Tsabit bertanya kepada Anas "Apakah tanganmu pernah bersentuhan dengan telapak tangan Rasulullah saw? Ia menjawab, Ya, pernah. Ia mengulurkannya padaku, dan aku menyambutnya.
 
Candanya Rasul kepada Anas

Rasulullah n juga pernah bercanda dengan Anas. Beliau berkata padanya : ياذا الأذنين ) ) "Wahai yang punya dua telinga"  

Makan beliau

Abu Ja'far berkata, "Anas itu berbelang, dan sangat jelas sekali. Dan sya melihat dia makan dengan suapan besar"
Abu Ayub berkata, " Anas lemah dalam mengerjakan puasa, maka ia membuat makanan, kemudian memanggil 30 orang miskin dan memberi makan mereka. 

Cincin Anas

Ibnu Sirin berkata, " Di cincin Anas terdapat lukisan srigala" Sedang menurut Az Zuhri, dari Anas, bahwa cincinnnya bertuliskan "Muhammad Rasulullah" Jika mau ke kamar mandi, ia melepasnya. 

Keutamaan Anas

Nabi saw talah mengkhususkan Anas dengan sebagian ilmu. Diantaranya adalah sabda beliau kepada Anas, bahwasanya beliau mampu mendatangi sembilan isrinya pada waktu dhuha dengan sekali mandi. 

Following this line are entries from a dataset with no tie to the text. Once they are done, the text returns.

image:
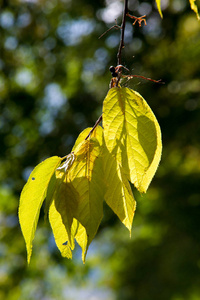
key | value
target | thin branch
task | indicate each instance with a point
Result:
(138, 19)
(114, 26)
(143, 77)
(121, 45)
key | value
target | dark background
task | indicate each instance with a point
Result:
(54, 75)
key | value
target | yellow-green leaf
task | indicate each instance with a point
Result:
(82, 240)
(194, 8)
(32, 197)
(59, 231)
(118, 194)
(65, 199)
(86, 176)
(132, 135)
(158, 2)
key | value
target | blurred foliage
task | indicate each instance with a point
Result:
(53, 78)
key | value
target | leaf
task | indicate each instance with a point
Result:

Rasulullah saw. mempersaudarakan antara Muhajirin dan Ansor di rumah Anas, dan mereka berjumlah 90 orang. Setengah dari Muhajirin dan setengahnya lagi dari Ansor. Rasulullah saw  mempersaudarakan mereka atas persamaan diantara mereka, saling mewarisi setelah meninggal tanpa ada hubungan rahim, sampai terjadinya perang Badar. Ketika turun ayat:

{ وأولو الأرحام بعضهم أولى ببعض في كتاب الله } [ الأحزاب 6 ] 

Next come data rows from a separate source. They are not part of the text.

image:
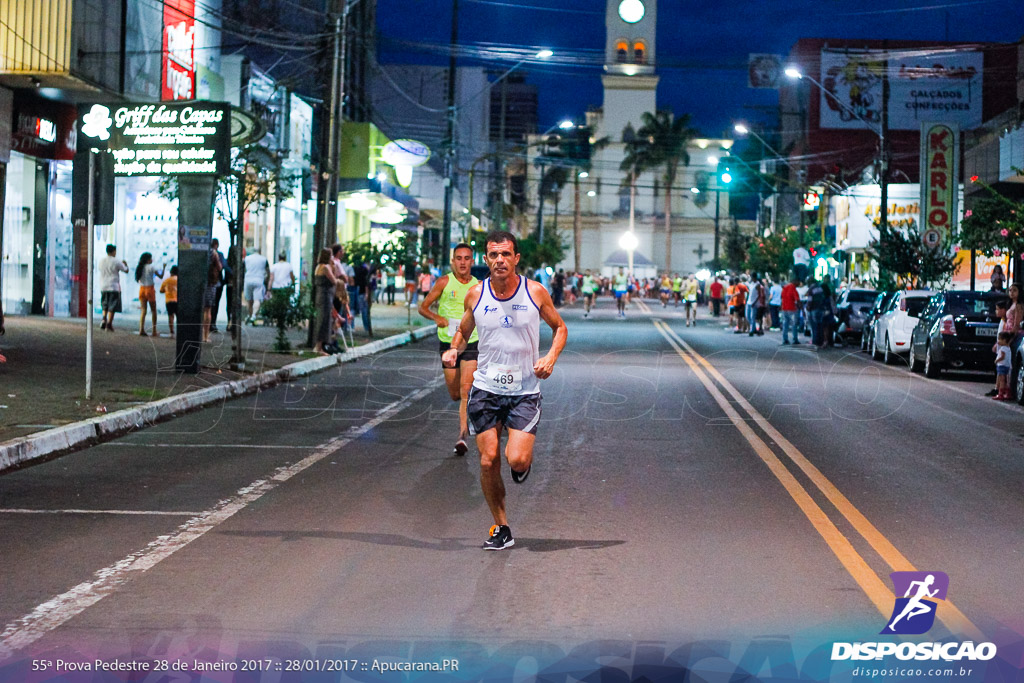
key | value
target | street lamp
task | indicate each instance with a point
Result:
(451, 123)
(629, 243)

Maka setelah itu, saling mewarisi harus karena hubungan rahim, bukan ikatan persaudaraan. 

Kata mutiara

لايتقي ( الله ) عبد حتى يخزن من لسانه
"Seorang hamba tidak dikatakan betakwa kepada Allah, sampai dia bisa menjaga lisannya" 
 
Ibadah beliau

Abu Hurairah berkata, : "Saya tidak pernah melihat seorang sahabatpun yang mirip dengan sholatnya Rasulullah saw selain daripada ibnu Ummu Sulaim (Anas bin Malik ). Ibnu Sirin berkata, "Anas adalah sahabat yang sholatnya paling bagus, baik di rumah maupun pada waktu safar."
 
Tsumamah berkata, "Anas sholat sampai kedua kakinya bengkak mengeluarkan darah, karena sholatnya sangat panjang. Semoga Allah meridhoinya. 

Anas berkata, : "Ambillah (Al Qur'an dan As Sunnah) dariku, karena saya mengambilnya langsung dari Rasulullah saw, dan Rasulullah n dari Allah swt. Kamu tidak akan mendapatkan kabar yang lebih kuat, kecuali dariku"

Anas juga tahu benar ibadah Rasulullah saw. Dan tidak ada satu malampun dia melihat Rasulullah kecuali beliau menangis.

Al Hariri berkata: Anas mulai ihram dari Dzat Iraq, saya tidak mendengar sesuatupun darinya kecuali dzikir kepada Allah, sampai dia tahalul. Kemudian ia berkata padaku "Wahai keponakanku (ibn akhi) beginilah ihram."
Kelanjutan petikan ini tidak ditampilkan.